Functorial Neural Architectures from Higher Inductive Types
arXiv:2603.16123v1 Announce Type: new Abstract: Neural networks systematically fail at compositional generalization -- producing correct outputs for novel combinations of known parts. We show that this failure is architectural: compositional generalization is equivalent to functoriality of the decoder, and this perspective yields both guarantees and impossibility results. We compile Higher Inductive Type (HIT) specifications into neural architectures via a monoidal functor from the path groupoid of a target space to a category of parametric maps: path constructors become generator networks, composition becomes structural concatenation, and 2-cells witnessing group relations become learned natural transformations. We prove that decoders assembled by structural concatenation of independently generated segments are strict monoidal functors (compositional by construction), while softmax self-attention is not functorial for any non-trivial compositional task. Both results are formalized in
arXiv:2603.16123v1 Announce Type: new Abstract: Neural networks systematically fail at compositional generalization -- producing correct outputs for novel combinations of known parts. We show that this failure is architectural: compositional generalization is equivalent to functoriality of the decoder, and this perspective yields both guarantees and impossibility results. We compile Higher Inductive Type (HIT) specifications into neural architectures via a monoidal functor from the path groupoid of a target space to a category of parametric maps: path constructors become generator networks, composition becomes structural concatenation, and 2-cells witnessing group relations become learned natural transformations. We prove that decoders assembled by structural concatenation of independently generated segments are strict monoidal functors (compositional by construction), while softmax self-attention is not functorial for any non-trivial compositional task. Both results are formalized in Cubical Agda. Experiments on three spaces validate the full hierarchy: on the torus ($\mathbb{Z}^2$), functorial decoders outperform non-functorial ones by 2-2.7x; on $S^1 \vee S^1$ ($F_2$), the type-A/B gap widens to 5.5-10x; on the Klein bottle ($\mathbb{Z} \rtimes \mathbb{Z}$), a learned 2-cell closes a 46% error gap on words exercising the group relation.
Executive Summary
This article presents a novel approach to addressing compositional generalization in neural networks by leveraging Higher Inductive Type (HIT) specifications and functoriality. The authors demonstrate that compositional generalization is equivalent to functoriality of the decoder, and develop a monoidal functor to compile HIT specifications into neural architectures. Experiments on three spaces validate the effectiveness of functorial decoders, with significant performance improvements over non-functorial ones. The authors provide both theoretical guarantees and impossibility results, formally proven in Cubical Agda. This work has significant implications for the development of more robust and generalizable neural networks, and opens up new avenues for research in this area.
Key Points
- ▸ Compositional generalization is equivalent to functoriality of the decoder.

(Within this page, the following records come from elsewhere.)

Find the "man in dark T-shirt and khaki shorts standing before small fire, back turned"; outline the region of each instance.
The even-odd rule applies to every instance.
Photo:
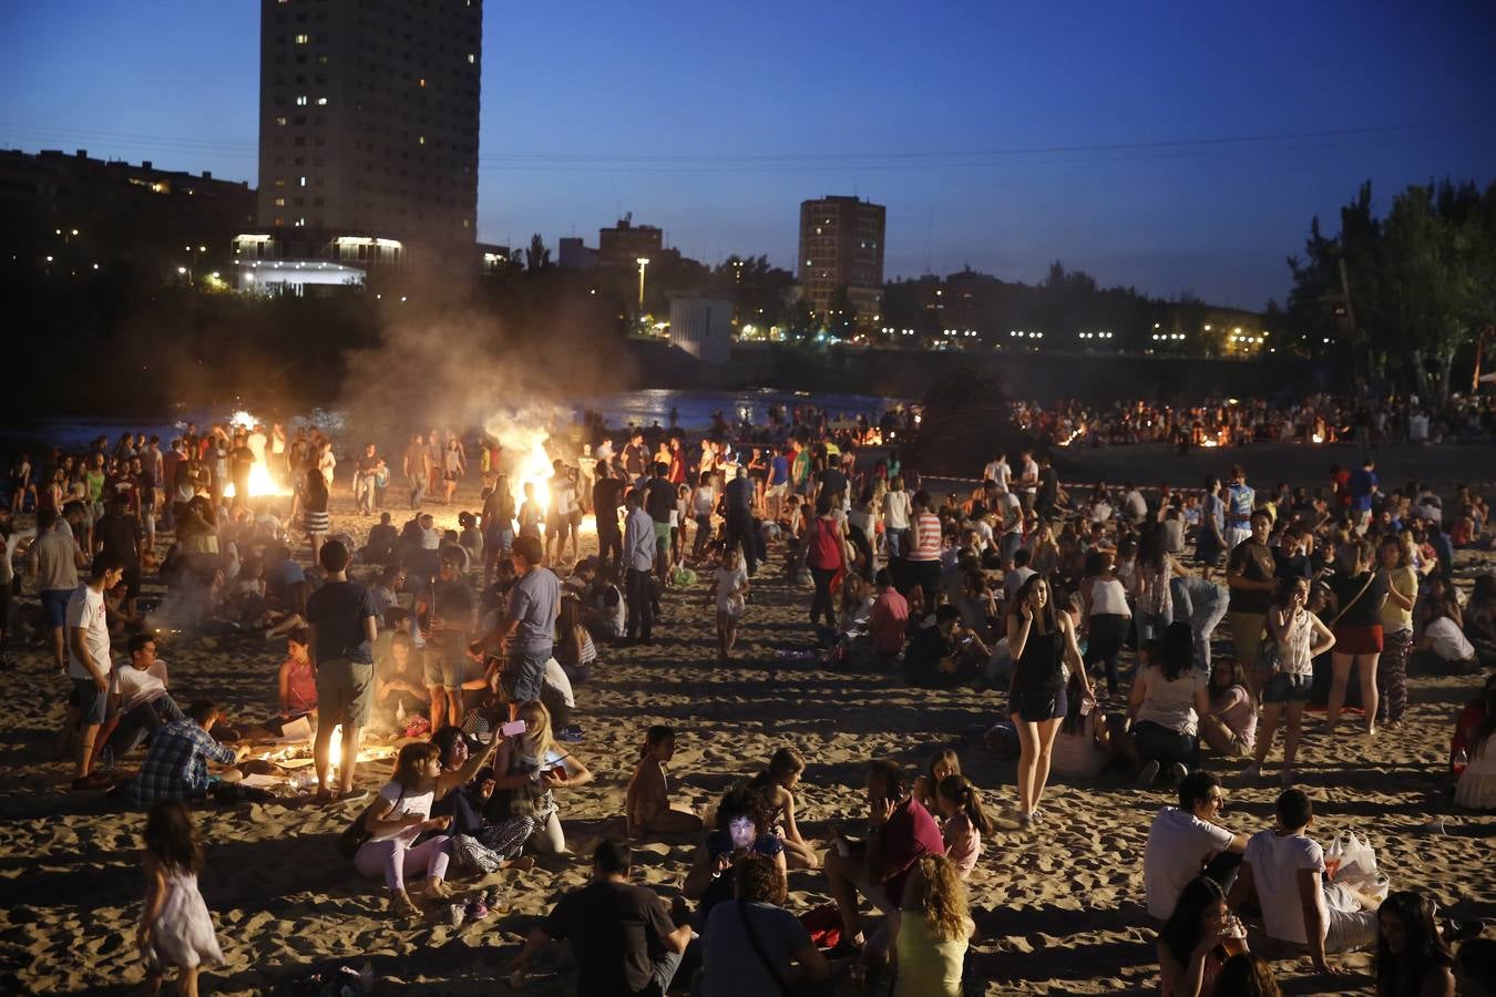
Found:
[[[311,664],[317,670],[317,740],[313,744],[317,795],[335,801],[356,800],[362,795],[353,789],[359,734],[374,707],[378,605],[373,592],[349,581],[349,549],[341,540],[322,544],[319,561],[328,581],[307,599]],[[343,758],[334,792],[329,753],[337,726],[343,728]]]

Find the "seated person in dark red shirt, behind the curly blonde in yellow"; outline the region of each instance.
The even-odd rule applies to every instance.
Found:
[[[826,882],[841,912],[844,937],[862,945],[860,892],[883,913],[899,909],[904,880],[929,854],[945,854],[945,842],[929,810],[908,794],[904,770],[892,761],[868,765],[868,837],[851,842],[836,831],[826,852]]]

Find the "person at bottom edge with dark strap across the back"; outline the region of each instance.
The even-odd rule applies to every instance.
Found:
[[[767,855],[749,854],[739,859],[733,886],[738,903],[717,904],[702,933],[700,997],[790,993],[790,981],[827,987],[830,963],[784,909],[784,870]]]

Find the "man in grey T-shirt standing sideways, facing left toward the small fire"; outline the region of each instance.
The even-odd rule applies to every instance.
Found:
[[[542,567],[545,547],[539,537],[516,537],[509,558],[515,568],[509,608],[494,631],[471,644],[468,650],[482,655],[509,641],[503,683],[509,697],[509,719],[513,720],[521,704],[540,698],[546,662],[555,649],[561,581],[549,568]]]

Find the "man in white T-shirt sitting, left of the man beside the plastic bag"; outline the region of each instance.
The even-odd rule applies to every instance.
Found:
[[[1164,807],[1147,830],[1143,852],[1143,891],[1147,913],[1167,921],[1185,885],[1209,876],[1228,886],[1246,851],[1246,836],[1215,824],[1225,797],[1221,780],[1194,771],[1179,782],[1179,807]]]

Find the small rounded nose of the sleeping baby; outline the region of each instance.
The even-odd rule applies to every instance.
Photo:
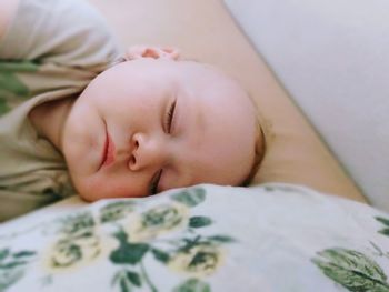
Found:
[[[146,168],[158,170],[166,162],[166,150],[163,143],[158,138],[136,133],[131,139],[131,149],[129,169],[132,171],[139,171]]]

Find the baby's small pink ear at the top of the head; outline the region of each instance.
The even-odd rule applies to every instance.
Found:
[[[134,46],[127,49],[124,58],[126,60],[142,58],[178,60],[180,51],[171,47]]]

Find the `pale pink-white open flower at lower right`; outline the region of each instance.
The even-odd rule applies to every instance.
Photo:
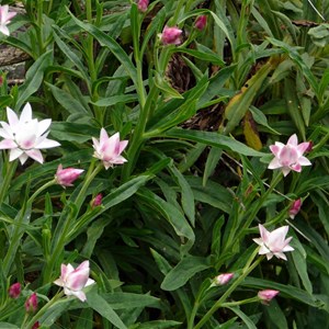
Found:
[[[288,231],[288,226],[282,226],[273,231],[268,231],[260,224],[259,231],[261,237],[253,239],[253,241],[261,246],[259,249],[259,254],[265,254],[268,260],[270,260],[273,256],[275,256],[277,259],[281,258],[286,260],[284,252],[294,250],[294,248],[288,245],[292,240],[292,237],[287,239],[285,238]]]

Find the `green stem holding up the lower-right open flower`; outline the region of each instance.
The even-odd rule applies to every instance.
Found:
[[[241,276],[239,276],[229,287],[228,290],[223,294],[223,296],[212,306],[212,308],[203,316],[203,318],[196,324],[196,326],[194,327],[194,329],[201,329],[203,328],[204,324],[206,324],[209,318],[213,316],[213,314],[223,306],[224,302],[226,300],[226,298],[238,287],[238,285],[246,279],[246,276],[252,271],[254,270],[259,263],[263,260],[263,256],[260,257],[259,259],[257,259],[252,264],[252,260],[254,259],[254,257],[257,256],[259,251],[259,248],[257,248],[253,253],[250,256],[247,264],[245,265],[243,270],[242,270],[242,274]]]

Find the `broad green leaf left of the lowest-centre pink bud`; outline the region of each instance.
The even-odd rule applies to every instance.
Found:
[[[209,266],[209,259],[188,256],[166,275],[161,283],[161,288],[164,291],[175,291],[183,286],[193,275]]]

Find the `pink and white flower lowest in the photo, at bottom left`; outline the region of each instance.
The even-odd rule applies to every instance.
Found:
[[[64,287],[64,293],[67,296],[76,296],[81,302],[87,299],[82,288],[94,283],[93,280],[89,279],[90,269],[89,261],[82,262],[77,269],[71,264],[61,264],[60,276],[55,284]]]

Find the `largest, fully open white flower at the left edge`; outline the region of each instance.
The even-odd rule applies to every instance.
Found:
[[[0,149],[9,149],[9,161],[20,159],[21,163],[32,158],[35,161],[43,163],[44,159],[41,152],[43,148],[52,148],[60,144],[47,139],[49,132],[46,132],[50,126],[52,120],[46,118],[38,122],[32,118],[32,109],[30,103],[24,106],[21,116],[10,107],[7,107],[8,122],[0,122],[0,136],[4,139],[0,141]]]

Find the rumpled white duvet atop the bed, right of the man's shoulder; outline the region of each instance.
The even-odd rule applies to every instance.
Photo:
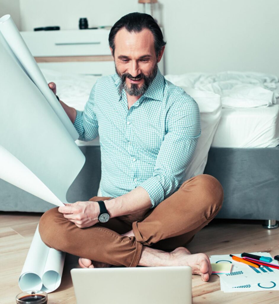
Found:
[[[182,87],[214,92],[221,96],[223,108],[254,108],[276,103],[279,80],[274,75],[256,72],[187,73],[166,75]]]

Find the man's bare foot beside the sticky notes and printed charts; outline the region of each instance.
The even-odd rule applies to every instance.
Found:
[[[205,282],[209,280],[212,269],[206,254],[190,254],[190,251],[185,247],[177,247],[170,254],[174,266],[190,266],[193,274],[200,275]]]

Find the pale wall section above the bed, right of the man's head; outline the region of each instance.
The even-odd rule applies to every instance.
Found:
[[[160,2],[168,73],[238,70],[279,76],[278,0]]]

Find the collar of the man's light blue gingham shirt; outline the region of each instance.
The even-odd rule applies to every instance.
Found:
[[[121,78],[118,76],[118,74],[114,75],[114,84],[119,89],[119,86],[121,84]],[[164,84],[165,84],[165,78],[159,71],[159,68],[157,70],[156,76],[147,88],[146,92],[141,96],[140,99],[150,98],[154,100],[160,100],[163,101],[163,95],[164,95]],[[119,92],[121,94],[121,92]]]

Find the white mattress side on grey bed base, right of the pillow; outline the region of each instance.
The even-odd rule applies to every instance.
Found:
[[[279,144],[279,105],[222,109],[211,147],[263,148]]]

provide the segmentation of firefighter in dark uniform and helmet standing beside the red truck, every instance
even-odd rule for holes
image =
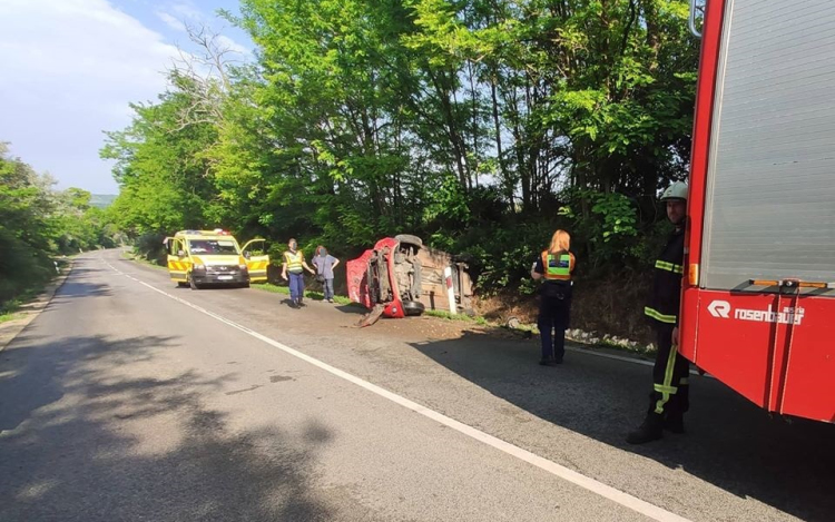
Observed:
[[[687,184],[676,181],[661,195],[667,218],[675,230],[655,264],[652,293],[644,313],[657,334],[658,352],[652,368],[652,392],[644,423],[627,435],[630,444],[644,444],[664,436],[664,430],[684,433],[684,415],[689,408],[688,361],[678,354],[678,311],[685,257]]]

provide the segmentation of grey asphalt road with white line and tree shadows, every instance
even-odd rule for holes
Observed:
[[[696,378],[630,447],[646,366],[282,299],[81,257],[0,353],[0,520],[834,518],[835,426]]]

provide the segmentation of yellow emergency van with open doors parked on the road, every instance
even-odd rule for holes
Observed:
[[[166,237],[168,274],[177,286],[199,289],[206,285],[247,287],[265,283],[269,256],[265,239],[253,239],[243,247],[226,230],[180,230]],[[261,244],[255,247],[254,245]],[[256,248],[261,249],[259,255]]]

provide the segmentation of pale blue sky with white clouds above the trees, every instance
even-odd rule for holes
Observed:
[[[0,141],[58,188],[116,194],[98,156],[104,130],[130,124],[189,50],[183,22],[208,24],[252,59],[246,33],[218,18],[237,0],[0,0]]]

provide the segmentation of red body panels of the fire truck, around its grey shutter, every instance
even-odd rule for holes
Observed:
[[[679,351],[769,412],[835,422],[835,298],[698,286],[725,3],[707,2],[703,29]]]

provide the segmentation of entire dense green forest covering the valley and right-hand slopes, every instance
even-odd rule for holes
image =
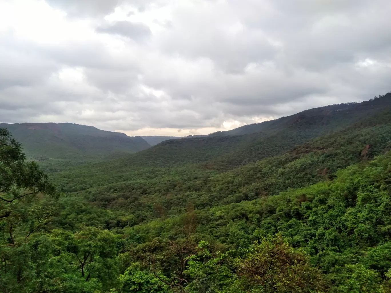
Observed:
[[[391,93],[61,172],[22,147],[0,130],[0,292],[391,292]]]

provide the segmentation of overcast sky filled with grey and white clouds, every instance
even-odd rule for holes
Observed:
[[[0,0],[0,122],[229,130],[391,91],[389,0]]]

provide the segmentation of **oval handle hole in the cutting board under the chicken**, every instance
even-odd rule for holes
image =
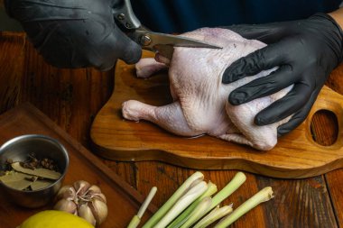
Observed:
[[[330,146],[338,139],[338,119],[329,110],[319,110],[311,119],[311,136],[322,146]]]

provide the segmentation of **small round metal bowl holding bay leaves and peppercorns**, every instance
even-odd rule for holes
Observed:
[[[47,205],[68,167],[68,151],[60,141],[42,134],[17,136],[0,147],[0,188],[17,205]]]

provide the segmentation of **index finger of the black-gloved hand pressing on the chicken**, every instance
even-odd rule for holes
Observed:
[[[222,82],[231,83],[246,76],[254,76],[262,70],[283,65],[284,58],[283,52],[279,50],[280,46],[282,46],[281,43],[271,44],[237,59],[224,71]]]

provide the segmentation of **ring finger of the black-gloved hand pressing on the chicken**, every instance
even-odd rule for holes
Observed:
[[[305,84],[296,84],[283,98],[264,108],[255,116],[255,124],[267,125],[276,123],[291,114],[297,113],[304,105],[311,102],[311,88]]]

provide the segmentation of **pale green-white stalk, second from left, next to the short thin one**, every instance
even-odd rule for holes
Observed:
[[[155,213],[153,216],[146,222],[144,223],[143,228],[151,228],[153,225],[158,223],[161,218],[166,214],[171,208],[172,205],[175,204],[175,202],[185,194],[185,192],[190,188],[190,186],[194,185],[194,183],[199,183],[199,181],[203,180],[204,175],[201,172],[195,172],[188,178],[181,187],[179,187],[174,194],[165,202],[164,205]]]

- ▸ HIT specifications can be compiled into neural architectures via a monoidal functor.
- ▸ Functorial decoders outperform non-functorial ones in experiments on three spaces.
Merits
Strength
The article provides a novel and theoretically sound approach to addressing compositional generalization, with significant performance improvements over existing methods.
Demerits
Limitation
The article assumes a high level of mathematical sophistication, which may limit its accessibility to researchers without a strong background in category theory and type theory.
Expert Commentary
The article presents a significant contribution to the field of neural network research, and provides a new approach to addressing a key challenge in the development of more robust and generalizable neural networks. The use of HIT specifications and functoriality provides a novel and theoretically sound framework for compiling neural architectures, and the experiments demonstrate the effectiveness of this approach. However, the article assumes a high level of mathematical sophistication, which may limit its accessibility to researchers without a strong background in category theory and type theory. Nevertheless, the article's results have significant implications for both research and policy, and are likely to be of interest to experts in the field.
Recommendations
- ✓ Further research is needed to explore the applicability of this approach to other areas of neural network research.
- ✓ The article's results should be replicated and extended to other domains and tasks.